The skinny on proposed skinny jeans regulations at NHC schools - WECT TV6-WECT.com:News, weather & sports Wilmington, NC

The skinny on proposed skinny jeans regulations at NHC schools

The New Hanover County School System is considering regulations on skinny jeans and leggings.  (Source: Wikimedia Commons) The New Hanover County School System is considering regulations on skinny jeans and leggings. (Source: Wikimedia Commons)
NEW HANOVER COUNTY, NC (WECT) -

The New Hanover County School System is asking for opinions and feedback when it comes to making changes to the school system’s dress code policy and some students are taking to social media with their thoughts and feelings.

The system is in the process of reviewing the current dress code.

Proposed changes made at a meeting on April 5 are drawing some negative feedback from students.

According to online documents, the school system may prohibit students from wearing leggings, skinny jeans, and any other excessively tight fitting pants, unless they are covered by a top or dress. The top or dress must cover the posterior in its entirety. Dresses, skirts, skorts and other similar clothing garments must meet the same criteria.

If a student’s appearance violates the policy, the student will need to change.
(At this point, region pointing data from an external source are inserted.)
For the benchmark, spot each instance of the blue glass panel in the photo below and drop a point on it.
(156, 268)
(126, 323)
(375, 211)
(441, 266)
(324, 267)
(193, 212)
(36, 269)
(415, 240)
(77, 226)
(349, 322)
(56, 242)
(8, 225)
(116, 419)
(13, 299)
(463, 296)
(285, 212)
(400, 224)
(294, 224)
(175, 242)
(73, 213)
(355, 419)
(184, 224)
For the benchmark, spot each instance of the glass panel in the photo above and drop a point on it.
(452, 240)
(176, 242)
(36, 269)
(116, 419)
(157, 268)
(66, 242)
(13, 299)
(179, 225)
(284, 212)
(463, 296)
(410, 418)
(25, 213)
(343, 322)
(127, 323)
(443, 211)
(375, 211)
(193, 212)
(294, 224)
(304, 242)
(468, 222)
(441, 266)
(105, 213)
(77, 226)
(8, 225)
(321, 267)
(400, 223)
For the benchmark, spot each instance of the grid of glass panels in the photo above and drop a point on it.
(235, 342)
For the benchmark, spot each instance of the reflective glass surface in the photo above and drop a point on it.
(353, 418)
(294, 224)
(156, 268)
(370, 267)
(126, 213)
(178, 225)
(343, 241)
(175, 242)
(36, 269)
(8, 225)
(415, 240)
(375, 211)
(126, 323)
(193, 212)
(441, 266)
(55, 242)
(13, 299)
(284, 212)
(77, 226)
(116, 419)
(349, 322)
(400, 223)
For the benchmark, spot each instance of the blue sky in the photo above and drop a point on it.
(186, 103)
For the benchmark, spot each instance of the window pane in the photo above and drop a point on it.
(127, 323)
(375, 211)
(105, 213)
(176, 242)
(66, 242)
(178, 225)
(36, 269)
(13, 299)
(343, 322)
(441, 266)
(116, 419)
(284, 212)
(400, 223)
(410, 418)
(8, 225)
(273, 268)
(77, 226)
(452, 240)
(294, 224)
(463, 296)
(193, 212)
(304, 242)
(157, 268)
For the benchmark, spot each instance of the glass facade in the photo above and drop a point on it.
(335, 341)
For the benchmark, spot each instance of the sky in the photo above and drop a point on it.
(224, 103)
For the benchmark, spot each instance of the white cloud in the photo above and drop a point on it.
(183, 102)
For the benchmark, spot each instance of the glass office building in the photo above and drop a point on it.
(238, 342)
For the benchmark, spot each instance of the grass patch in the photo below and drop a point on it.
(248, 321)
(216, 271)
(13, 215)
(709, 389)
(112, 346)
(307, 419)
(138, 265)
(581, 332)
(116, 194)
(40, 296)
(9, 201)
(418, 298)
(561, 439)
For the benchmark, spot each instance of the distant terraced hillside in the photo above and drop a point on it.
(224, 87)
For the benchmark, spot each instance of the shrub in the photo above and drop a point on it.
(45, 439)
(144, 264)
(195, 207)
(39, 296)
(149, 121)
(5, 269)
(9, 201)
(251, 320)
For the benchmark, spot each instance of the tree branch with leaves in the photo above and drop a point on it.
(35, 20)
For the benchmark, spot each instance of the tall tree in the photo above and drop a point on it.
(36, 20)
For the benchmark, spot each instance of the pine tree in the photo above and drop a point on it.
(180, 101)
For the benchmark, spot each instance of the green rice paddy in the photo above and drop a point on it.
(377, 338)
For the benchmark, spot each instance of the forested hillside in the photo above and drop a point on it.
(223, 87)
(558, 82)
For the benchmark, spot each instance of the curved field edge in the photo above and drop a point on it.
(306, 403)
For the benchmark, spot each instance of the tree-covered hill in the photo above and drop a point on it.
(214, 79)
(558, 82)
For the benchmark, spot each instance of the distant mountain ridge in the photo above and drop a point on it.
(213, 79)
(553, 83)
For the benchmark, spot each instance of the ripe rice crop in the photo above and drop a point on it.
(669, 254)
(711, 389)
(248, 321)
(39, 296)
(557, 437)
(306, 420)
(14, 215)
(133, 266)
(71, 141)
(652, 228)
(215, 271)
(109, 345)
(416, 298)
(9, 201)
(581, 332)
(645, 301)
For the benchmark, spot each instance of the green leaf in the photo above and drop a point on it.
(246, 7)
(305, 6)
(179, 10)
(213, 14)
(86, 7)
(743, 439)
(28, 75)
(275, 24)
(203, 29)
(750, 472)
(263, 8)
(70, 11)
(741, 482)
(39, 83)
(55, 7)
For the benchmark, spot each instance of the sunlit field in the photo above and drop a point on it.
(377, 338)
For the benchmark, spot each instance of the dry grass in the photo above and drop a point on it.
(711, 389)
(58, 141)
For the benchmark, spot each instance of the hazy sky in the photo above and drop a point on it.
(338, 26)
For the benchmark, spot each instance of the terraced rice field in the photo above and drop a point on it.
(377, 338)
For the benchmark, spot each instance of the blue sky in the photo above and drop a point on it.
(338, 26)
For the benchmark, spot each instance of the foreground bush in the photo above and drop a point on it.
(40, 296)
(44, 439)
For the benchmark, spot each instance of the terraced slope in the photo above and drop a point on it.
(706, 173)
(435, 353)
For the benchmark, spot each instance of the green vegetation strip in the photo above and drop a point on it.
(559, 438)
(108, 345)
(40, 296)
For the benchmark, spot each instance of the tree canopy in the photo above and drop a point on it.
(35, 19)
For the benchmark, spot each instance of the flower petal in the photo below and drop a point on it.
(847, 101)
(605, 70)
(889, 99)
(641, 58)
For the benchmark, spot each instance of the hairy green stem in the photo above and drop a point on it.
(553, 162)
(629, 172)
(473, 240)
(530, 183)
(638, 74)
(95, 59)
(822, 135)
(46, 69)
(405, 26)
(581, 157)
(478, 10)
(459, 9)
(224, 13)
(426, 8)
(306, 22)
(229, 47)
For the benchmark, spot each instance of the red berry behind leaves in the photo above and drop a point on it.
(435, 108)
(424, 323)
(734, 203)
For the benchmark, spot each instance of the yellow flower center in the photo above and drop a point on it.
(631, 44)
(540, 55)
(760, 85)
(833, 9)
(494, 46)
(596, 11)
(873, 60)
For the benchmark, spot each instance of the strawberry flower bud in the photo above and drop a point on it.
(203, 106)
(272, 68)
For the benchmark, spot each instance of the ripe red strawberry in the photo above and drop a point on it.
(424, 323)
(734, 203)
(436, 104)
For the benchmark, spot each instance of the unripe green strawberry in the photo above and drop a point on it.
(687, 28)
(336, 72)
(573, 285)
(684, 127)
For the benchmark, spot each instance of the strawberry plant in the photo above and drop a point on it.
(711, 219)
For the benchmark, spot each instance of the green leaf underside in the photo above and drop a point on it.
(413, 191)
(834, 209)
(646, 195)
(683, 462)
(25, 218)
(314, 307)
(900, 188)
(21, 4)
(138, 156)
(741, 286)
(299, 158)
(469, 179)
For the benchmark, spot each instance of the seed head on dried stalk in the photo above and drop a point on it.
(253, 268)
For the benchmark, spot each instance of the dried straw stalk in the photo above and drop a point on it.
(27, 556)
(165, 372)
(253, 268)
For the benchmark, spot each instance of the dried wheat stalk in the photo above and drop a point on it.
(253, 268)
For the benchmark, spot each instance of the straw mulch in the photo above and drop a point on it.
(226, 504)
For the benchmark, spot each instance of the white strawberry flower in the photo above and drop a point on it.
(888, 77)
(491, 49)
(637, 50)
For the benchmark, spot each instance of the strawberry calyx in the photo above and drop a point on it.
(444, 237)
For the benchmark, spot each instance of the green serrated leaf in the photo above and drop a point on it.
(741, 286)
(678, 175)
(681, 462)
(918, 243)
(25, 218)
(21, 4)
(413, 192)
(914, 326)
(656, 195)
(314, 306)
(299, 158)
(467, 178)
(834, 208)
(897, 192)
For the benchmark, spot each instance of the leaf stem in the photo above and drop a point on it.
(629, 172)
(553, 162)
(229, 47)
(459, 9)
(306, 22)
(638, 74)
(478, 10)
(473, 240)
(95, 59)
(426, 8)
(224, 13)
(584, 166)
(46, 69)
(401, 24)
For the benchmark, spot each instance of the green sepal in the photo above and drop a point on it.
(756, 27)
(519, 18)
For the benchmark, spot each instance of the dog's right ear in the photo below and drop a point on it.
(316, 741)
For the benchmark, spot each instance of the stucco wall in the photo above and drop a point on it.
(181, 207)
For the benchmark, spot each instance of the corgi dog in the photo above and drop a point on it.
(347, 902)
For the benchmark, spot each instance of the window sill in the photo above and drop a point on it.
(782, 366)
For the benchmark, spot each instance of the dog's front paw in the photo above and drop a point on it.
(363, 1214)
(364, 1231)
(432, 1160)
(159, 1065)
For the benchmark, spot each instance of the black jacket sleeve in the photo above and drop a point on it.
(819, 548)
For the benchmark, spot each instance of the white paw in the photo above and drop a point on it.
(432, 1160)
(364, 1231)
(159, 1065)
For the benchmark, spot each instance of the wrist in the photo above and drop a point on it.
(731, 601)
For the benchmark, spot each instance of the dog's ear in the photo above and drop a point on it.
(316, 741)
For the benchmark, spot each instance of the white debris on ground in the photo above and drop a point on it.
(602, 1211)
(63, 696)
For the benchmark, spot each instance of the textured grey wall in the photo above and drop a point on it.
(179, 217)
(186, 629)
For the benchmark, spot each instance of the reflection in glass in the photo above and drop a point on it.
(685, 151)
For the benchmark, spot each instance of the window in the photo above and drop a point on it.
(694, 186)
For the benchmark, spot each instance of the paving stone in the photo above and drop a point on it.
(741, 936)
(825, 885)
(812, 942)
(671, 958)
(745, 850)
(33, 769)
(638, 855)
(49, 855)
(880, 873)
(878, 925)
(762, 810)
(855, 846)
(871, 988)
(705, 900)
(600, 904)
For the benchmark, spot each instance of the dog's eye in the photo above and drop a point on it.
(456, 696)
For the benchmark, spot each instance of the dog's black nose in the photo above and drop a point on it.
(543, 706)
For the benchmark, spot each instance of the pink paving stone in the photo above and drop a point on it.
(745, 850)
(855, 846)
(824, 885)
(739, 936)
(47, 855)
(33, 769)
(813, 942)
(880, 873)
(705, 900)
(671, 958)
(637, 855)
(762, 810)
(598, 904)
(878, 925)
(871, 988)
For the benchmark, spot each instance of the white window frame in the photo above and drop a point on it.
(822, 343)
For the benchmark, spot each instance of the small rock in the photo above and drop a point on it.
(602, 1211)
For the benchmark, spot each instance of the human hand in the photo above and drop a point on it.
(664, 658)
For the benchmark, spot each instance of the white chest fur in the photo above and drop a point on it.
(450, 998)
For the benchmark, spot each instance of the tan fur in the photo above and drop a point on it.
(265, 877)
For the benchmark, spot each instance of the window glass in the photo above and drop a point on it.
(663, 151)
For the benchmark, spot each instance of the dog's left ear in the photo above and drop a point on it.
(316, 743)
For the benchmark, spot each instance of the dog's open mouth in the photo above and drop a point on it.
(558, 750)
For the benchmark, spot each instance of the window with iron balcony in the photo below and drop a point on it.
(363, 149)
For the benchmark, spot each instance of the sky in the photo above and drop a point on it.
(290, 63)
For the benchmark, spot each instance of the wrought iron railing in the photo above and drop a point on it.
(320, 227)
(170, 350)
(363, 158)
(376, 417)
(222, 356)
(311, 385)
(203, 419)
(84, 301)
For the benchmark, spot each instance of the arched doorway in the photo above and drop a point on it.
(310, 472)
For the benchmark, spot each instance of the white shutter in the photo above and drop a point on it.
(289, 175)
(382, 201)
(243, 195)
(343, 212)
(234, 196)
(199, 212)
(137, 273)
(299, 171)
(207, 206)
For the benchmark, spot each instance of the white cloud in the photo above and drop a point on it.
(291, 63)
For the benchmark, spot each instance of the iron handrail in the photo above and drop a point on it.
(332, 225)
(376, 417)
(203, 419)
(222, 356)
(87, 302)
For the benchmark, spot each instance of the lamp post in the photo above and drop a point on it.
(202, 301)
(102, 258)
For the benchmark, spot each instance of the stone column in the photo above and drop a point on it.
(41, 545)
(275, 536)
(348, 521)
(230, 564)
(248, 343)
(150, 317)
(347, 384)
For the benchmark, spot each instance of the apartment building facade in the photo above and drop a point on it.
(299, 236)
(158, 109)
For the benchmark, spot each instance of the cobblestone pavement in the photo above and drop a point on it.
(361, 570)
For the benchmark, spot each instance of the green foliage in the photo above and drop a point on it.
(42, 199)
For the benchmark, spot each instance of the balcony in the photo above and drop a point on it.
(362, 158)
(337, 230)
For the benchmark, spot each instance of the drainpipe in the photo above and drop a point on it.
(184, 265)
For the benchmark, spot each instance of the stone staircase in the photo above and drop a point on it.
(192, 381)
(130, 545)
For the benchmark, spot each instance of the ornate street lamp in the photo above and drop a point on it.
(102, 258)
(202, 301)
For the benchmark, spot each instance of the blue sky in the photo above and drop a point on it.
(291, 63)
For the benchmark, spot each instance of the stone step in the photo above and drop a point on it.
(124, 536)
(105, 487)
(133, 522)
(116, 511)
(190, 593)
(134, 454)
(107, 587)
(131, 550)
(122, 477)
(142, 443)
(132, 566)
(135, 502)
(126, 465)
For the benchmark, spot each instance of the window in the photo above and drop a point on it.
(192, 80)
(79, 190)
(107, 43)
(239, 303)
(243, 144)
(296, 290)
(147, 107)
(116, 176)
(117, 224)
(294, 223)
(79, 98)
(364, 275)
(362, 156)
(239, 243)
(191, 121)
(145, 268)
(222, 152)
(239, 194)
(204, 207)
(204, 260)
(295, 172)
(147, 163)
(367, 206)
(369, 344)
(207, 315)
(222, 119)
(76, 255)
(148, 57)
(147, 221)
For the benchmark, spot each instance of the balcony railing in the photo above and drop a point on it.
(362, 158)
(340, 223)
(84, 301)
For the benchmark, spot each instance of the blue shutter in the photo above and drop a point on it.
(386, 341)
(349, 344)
If a student continues to break dress code, they could face an out-of-school suspension.

According to a school spokeswoman, officials are still in the process of collecting feedback so it can be presented to the school board.

“This method of collecting feedback may continue for gathering student input on future new/revised policies that directly impact students,” said NHC Schools spokeswoman Heather Miller.

New Hanover County School Board Vice Chair Jeannette Nichols was not available for an on-camera interview, but she said one of the reasons behind the policy change was that some of the "bigger girls" were getting bullied because of their tight jeans. 

Macey Austin, Laney High School junior, was one of the first students to share her opinion on Twitter.

“I don’t think I saw one positive tweet toward the new policy," Austin said. “We were joking around about it in class. We were covering up our ‘posteriors’ with our shirts and were like ‘sorry is this distracting you?’”

Board of Education member Lisa Estep said student feedback will be crucial when considering the change.